For the sitemap to be usable by your visitors, you have to do two things:
You must place your sitemap in the site’s webspace, and configure the server to send it correctly.
Serve your sitemap as application/xml or text/xml. In the Apache HTTPd webserver, if your sitemap has the suffix .xml, you need:
AddType application/xml .xml
Sitemaps could contain a fair amount of metadata about every page in the site. But, as XML, they will also be quite repetitive (element/attribute names, whitespace), and should compress well. Feel free to use HTTP compression if your sitemap turns out big. Note, however, that compression is not required to serve a sitemap file.
Most modern browsers can receive compressed files over HTTP, and automatically decompress them when they arrive. HTTP provides two mechanisms for this:
The possibilties for using content encoding are:
It’s possible to get a server to compress files automatically.
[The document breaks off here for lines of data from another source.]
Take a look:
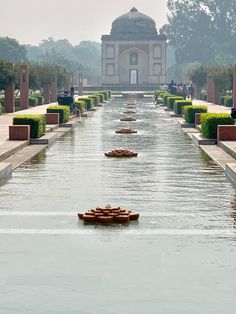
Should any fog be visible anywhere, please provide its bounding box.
[0,0,167,45]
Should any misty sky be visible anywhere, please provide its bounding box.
[0,0,170,45]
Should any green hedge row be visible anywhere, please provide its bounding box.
[220,95,233,107]
[174,100,193,115]
[167,96,184,110]
[201,113,234,139]
[13,114,46,138]
[47,106,70,123]
[75,100,86,113]
[184,106,207,124]
[162,93,175,107]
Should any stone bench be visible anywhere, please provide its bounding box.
[45,113,60,125]
[217,125,236,141]
[9,125,30,141]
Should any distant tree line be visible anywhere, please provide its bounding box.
[0,37,101,87]
[161,0,236,79]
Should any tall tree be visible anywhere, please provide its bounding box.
[0,37,27,64]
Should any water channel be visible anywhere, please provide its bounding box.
[0,100,236,314]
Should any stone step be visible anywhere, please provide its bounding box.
[0,140,30,162]
[192,133,217,146]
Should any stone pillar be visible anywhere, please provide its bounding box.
[193,84,201,99]
[79,74,83,96]
[5,84,16,113]
[66,73,73,91]
[20,64,29,109]
[50,72,57,102]
[233,65,236,108]
[43,84,51,104]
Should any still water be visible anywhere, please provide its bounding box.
[0,100,236,314]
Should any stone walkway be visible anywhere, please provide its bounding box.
[0,103,56,145]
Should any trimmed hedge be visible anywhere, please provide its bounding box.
[13,114,46,138]
[29,96,38,107]
[99,90,108,100]
[32,94,44,106]
[174,100,193,114]
[163,93,175,106]
[224,96,233,107]
[89,95,100,106]
[47,106,70,123]
[201,113,234,139]
[167,96,184,110]
[78,97,94,110]
[95,93,104,102]
[184,106,208,124]
[75,100,86,113]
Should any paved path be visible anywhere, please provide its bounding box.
[193,100,231,114]
[0,103,56,145]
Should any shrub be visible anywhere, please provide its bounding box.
[99,90,108,100]
[75,100,86,113]
[29,96,38,107]
[78,97,94,110]
[89,95,100,106]
[184,106,207,124]
[163,93,175,106]
[201,92,207,101]
[201,113,234,139]
[167,96,184,110]
[174,100,193,114]
[220,96,225,106]
[13,114,46,138]
[96,93,104,102]
[32,94,44,106]
[224,96,233,107]
[47,106,70,123]
[107,90,111,99]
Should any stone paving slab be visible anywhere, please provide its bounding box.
[4,145,47,170]
[218,141,236,159]
[200,145,236,169]
[0,140,29,161]
[30,132,58,145]
[192,133,217,146]
[0,161,12,180]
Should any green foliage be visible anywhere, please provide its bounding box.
[47,106,70,123]
[78,97,94,110]
[163,93,175,107]
[29,96,38,107]
[167,96,184,110]
[184,106,207,124]
[161,0,236,64]
[32,94,44,106]
[89,95,100,106]
[0,60,17,90]
[95,93,104,102]
[201,113,234,139]
[224,96,233,107]
[99,90,108,100]
[174,100,192,115]
[75,100,86,113]
[13,114,46,138]
[0,37,27,64]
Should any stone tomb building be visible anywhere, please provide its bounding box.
[102,8,166,86]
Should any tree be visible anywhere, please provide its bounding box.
[0,59,17,90]
[0,37,27,64]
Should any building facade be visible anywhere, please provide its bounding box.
[102,8,166,85]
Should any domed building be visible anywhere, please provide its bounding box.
[102,8,166,89]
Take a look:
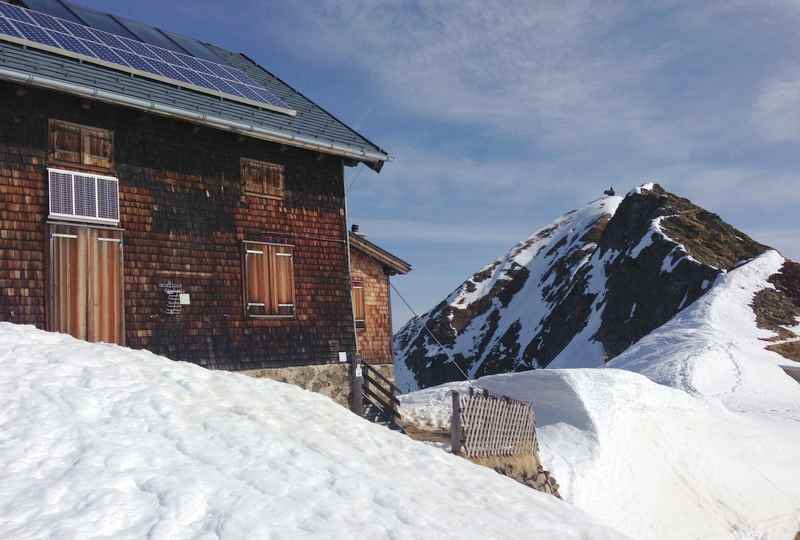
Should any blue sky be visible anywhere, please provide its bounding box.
[79,0,800,327]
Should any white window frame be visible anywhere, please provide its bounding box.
[47,167,121,225]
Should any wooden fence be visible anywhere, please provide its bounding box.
[450,388,539,458]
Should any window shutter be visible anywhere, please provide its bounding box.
[83,128,114,169]
[49,119,114,170]
[50,120,82,163]
[245,242,270,316]
[270,246,294,315]
[241,158,285,197]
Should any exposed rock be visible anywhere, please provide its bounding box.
[753,261,800,362]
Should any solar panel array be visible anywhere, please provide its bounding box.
[0,2,293,113]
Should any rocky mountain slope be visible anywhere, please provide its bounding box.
[395,184,800,390]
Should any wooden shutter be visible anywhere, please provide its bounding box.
[50,120,82,163]
[49,119,114,171]
[270,246,294,315]
[47,226,87,339]
[244,242,270,316]
[352,281,367,328]
[241,158,285,198]
[87,229,125,345]
[82,128,114,169]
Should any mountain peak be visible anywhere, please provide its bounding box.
[395,182,788,389]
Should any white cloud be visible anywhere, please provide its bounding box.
[356,219,533,248]
[752,229,800,261]
[754,70,800,142]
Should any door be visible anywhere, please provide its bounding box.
[48,225,125,345]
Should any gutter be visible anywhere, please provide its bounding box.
[0,67,391,167]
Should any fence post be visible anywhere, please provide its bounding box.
[350,354,364,416]
[450,390,461,454]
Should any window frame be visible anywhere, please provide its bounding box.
[242,240,297,320]
[350,279,367,330]
[239,157,286,201]
[47,118,115,173]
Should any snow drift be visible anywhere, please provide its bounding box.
[402,251,800,540]
[0,323,621,540]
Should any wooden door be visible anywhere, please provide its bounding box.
[48,225,125,345]
[47,225,87,339]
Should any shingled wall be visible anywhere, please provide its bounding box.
[350,248,394,364]
[0,83,355,370]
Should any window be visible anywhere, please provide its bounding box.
[47,169,119,224]
[241,158,285,199]
[244,242,295,318]
[352,281,367,328]
[50,120,114,171]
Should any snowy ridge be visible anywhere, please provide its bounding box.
[395,197,622,388]
[0,323,622,540]
[401,251,800,540]
[395,183,767,390]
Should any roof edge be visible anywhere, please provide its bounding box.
[0,67,390,165]
[348,232,412,274]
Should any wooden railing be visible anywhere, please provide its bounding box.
[450,388,538,458]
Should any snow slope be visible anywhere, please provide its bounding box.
[608,251,800,414]
[0,323,621,540]
[402,251,800,540]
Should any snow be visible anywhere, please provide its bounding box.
[402,251,800,540]
[395,196,623,391]
[0,323,621,540]
[628,182,656,195]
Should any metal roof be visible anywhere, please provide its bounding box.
[0,1,389,171]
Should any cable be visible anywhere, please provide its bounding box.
[389,281,470,381]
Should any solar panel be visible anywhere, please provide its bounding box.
[28,11,61,31]
[83,40,127,66]
[0,17,22,37]
[50,32,92,56]
[0,1,296,115]
[0,2,35,23]
[14,21,59,47]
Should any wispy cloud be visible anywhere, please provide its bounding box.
[359,219,533,248]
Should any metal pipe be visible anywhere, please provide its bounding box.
[0,67,391,162]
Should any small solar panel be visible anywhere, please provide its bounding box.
[50,32,92,56]
[0,1,295,115]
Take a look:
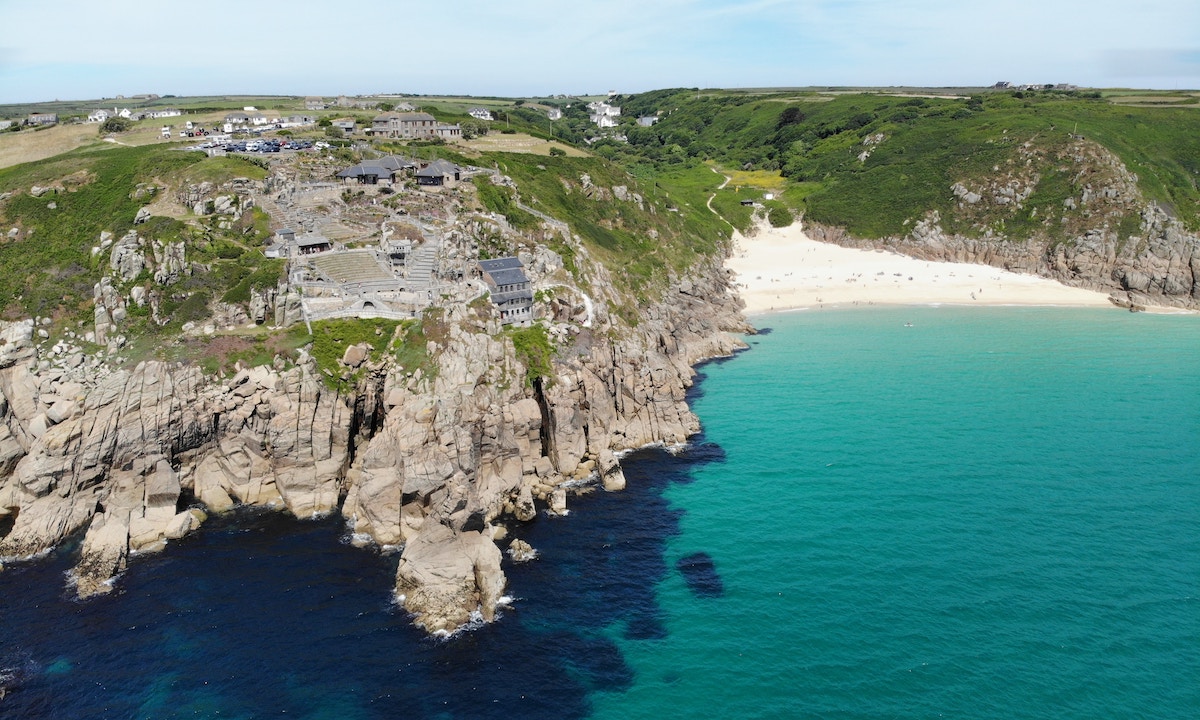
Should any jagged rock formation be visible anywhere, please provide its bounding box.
[806,139,1200,308]
[0,252,749,632]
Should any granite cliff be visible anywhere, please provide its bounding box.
[806,138,1200,308]
[0,252,748,632]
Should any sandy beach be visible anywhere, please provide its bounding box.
[726,223,1114,316]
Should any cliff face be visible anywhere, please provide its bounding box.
[0,255,748,632]
[806,139,1200,308]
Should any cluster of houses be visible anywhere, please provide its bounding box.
[88,108,184,122]
[304,95,416,113]
[337,155,467,187]
[992,80,1079,91]
[224,108,317,132]
[367,113,462,139]
[588,100,620,130]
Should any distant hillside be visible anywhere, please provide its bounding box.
[600,90,1200,238]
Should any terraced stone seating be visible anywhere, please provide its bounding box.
[312,250,395,284]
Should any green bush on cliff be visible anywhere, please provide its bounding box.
[610,90,1200,238]
[508,323,554,385]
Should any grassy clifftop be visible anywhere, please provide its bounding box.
[0,145,278,322]
[599,90,1200,238]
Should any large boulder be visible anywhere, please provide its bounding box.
[396,522,504,634]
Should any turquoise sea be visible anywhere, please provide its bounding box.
[0,307,1200,720]
[595,307,1200,720]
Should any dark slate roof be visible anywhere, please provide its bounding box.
[337,164,376,178]
[416,158,462,178]
[491,290,533,305]
[296,235,332,247]
[488,268,529,286]
[479,258,524,272]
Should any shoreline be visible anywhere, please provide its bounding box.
[725,222,1194,317]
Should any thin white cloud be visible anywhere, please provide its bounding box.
[0,0,1200,102]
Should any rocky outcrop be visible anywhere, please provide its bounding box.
[805,139,1200,308]
[0,250,749,632]
[0,348,352,585]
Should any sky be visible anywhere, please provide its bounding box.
[0,0,1200,103]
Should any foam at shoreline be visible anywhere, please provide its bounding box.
[726,223,1114,316]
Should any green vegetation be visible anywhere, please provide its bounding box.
[0,145,283,340]
[472,175,538,230]
[604,90,1200,238]
[0,142,203,317]
[289,319,400,392]
[475,152,730,323]
[100,118,133,134]
[508,323,554,385]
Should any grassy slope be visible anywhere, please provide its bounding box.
[482,154,730,299]
[598,91,1200,236]
[0,145,280,323]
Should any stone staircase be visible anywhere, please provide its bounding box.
[404,238,440,290]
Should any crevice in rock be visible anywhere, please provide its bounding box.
[533,378,554,457]
[175,487,204,515]
[0,508,20,539]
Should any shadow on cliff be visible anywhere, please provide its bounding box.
[0,415,724,720]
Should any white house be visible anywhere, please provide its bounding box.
[588,102,620,127]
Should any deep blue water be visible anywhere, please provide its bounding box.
[0,308,1200,719]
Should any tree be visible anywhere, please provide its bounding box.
[100,118,133,134]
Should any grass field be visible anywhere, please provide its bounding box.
[460,132,588,157]
[0,125,100,168]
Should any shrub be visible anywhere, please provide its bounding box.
[767,208,796,228]
[100,118,133,134]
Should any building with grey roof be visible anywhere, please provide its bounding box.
[479,257,533,325]
[416,158,462,185]
[337,155,416,185]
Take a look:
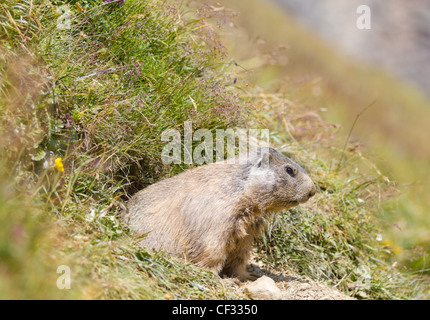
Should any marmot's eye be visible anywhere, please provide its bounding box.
[285,167,294,177]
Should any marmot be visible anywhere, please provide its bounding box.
[124,148,316,280]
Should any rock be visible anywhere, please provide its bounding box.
[244,276,281,300]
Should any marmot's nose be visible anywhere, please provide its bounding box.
[309,184,317,198]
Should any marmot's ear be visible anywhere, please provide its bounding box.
[256,150,272,168]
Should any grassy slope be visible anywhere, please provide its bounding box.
[0,0,428,299]
[217,0,430,270]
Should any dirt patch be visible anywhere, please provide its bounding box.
[223,264,355,300]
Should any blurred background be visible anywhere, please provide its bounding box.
[276,0,430,96]
[212,0,430,273]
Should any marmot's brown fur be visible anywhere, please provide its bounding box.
[125,148,316,280]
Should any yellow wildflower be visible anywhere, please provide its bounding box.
[55,158,64,172]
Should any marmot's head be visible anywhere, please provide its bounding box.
[248,148,316,210]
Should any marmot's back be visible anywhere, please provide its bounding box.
[125,148,316,278]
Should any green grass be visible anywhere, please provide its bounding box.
[221,0,430,280]
[0,0,428,299]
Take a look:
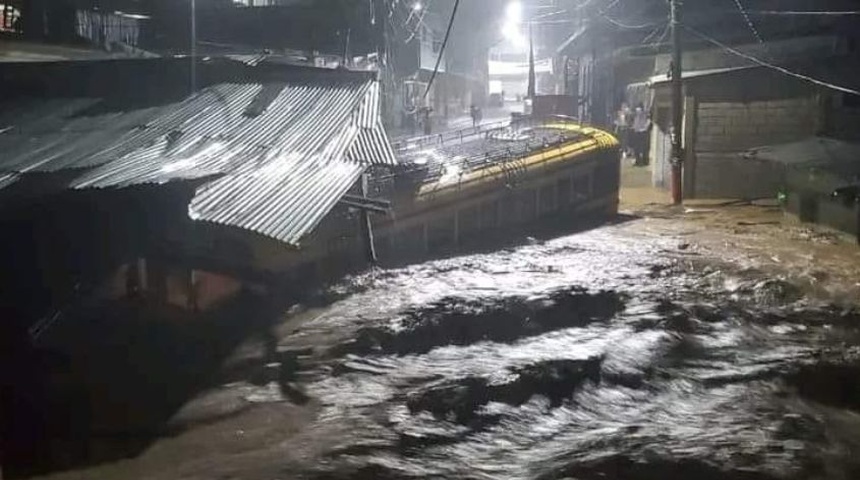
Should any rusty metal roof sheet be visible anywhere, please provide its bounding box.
[188,154,366,246]
[0,64,397,245]
[347,121,397,165]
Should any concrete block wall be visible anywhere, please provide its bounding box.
[695,153,785,199]
[695,97,818,152]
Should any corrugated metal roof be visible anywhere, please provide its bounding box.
[347,121,397,165]
[0,64,397,245]
[188,155,366,246]
[0,173,21,189]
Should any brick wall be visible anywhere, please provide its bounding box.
[695,97,818,153]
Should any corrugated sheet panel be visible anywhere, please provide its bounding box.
[188,156,366,246]
[0,65,396,245]
[348,120,397,165]
[0,173,21,190]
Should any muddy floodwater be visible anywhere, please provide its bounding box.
[33,199,860,480]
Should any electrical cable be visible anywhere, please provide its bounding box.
[681,24,860,95]
[424,0,460,100]
[747,10,860,16]
[735,0,764,44]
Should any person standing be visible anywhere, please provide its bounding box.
[632,103,651,166]
[421,107,433,135]
[615,102,632,157]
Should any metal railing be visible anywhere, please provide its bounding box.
[372,116,600,191]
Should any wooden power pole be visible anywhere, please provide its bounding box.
[670,0,684,205]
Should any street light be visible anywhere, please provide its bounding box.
[502,0,526,48]
[505,0,523,23]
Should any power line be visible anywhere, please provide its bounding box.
[424,0,460,100]
[597,0,660,30]
[735,0,764,44]
[681,24,860,95]
[747,10,860,16]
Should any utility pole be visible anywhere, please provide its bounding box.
[191,0,197,94]
[670,0,684,205]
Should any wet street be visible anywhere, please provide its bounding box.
[30,166,860,480]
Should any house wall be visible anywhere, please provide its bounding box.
[688,96,819,198]
[652,69,825,198]
[695,96,818,152]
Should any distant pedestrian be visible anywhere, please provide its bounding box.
[615,102,633,157]
[631,103,651,166]
[421,107,433,135]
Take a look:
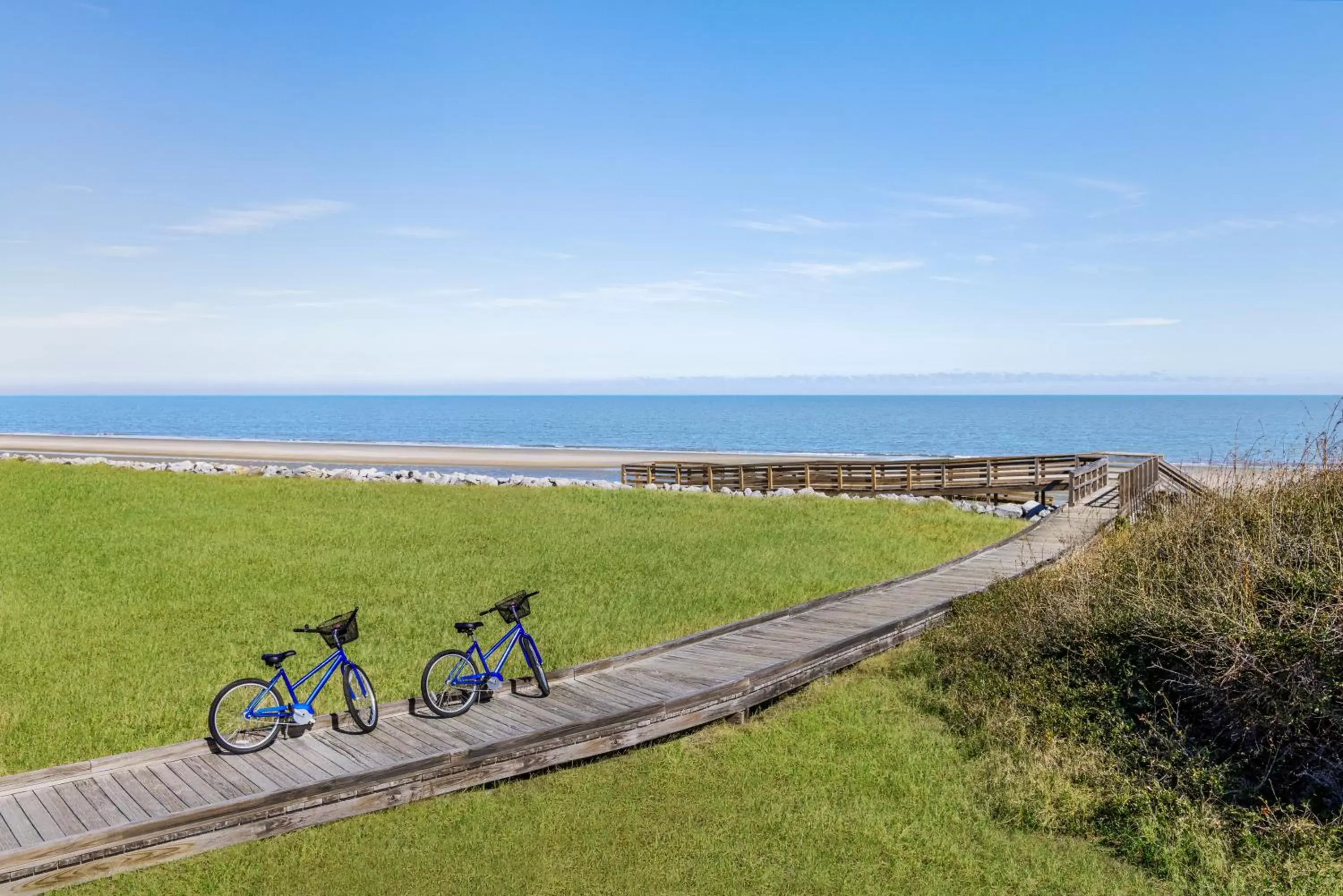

Apache does this through a 3rd-party module mod_gzip for gzip, and through a standard module mod_deflate for deflate. IIS has a built-in feature.
You may prefer to compress the files yourself, and store them on the server in compressed form, saving the server from the overhead of compression and the extra storage to cache the compressed version. You just need to tell the server that they should be served with an HTTP header field indicating that they are encoding for the purpose of end-to-end compression. In Apache:
AddEncoding gzip .gz
(This assumes that your pre-compressed files are identified by a conventional .gz suffix, but any appropriate suffix will do.)
Mozilla (Firefox), Opera and Safari will handle this. IE will also if it’s using HTTP/1.1 — check its settings both for direct and proxy connections. GoogleBot will also cope with it, as can careful Java applications.
If you’re doing precompression, but want greater compatibility with older browsers, and if you can have the server upgraded, the 3rd-party mod_gunzip module claims to be able to decompress files on-the-fly, if it detects that the client won’t be able to cope with it. This ought to be better than automatic compression, as decompression should have a smaller overhead than compression.
You need to hook the module into the processing of your pre-compressed files:
AddHandler send-gunzipped .gz
(Note that this is not particularly relevant for sitemaps at the moment, as this is meant to support IE, but we don’t have anything for IE to process sitemaps anyway.)
For an Apache2 solution, have a look at Trying to emulate mod_gunzip with Apache 2 Filters, especially among the comments.
While the sitemap format already has multilingual features, an alternative feature - provided by HTTP - can be exploited instead, namely “Content Negotiation”.
In this scheme, you write several versions of each page in your site in different languages, e.g. index.en.xml for English, index.de.html for German. You then tell your server what languages these pages are in:
# Apache HTTPd .htaccess AddLanguage en .en AddLanguage de .de
…and that they should be automatically selected according to the visitor's preference:
Options +MultiViews
Now, if the URL index.html is accessed, the browser, the server, and the intervening proxies will co-operate to select a version (index.en.xml or index.de.html) most suitable for the visitor (according to how he has configured his browser’s language preferences).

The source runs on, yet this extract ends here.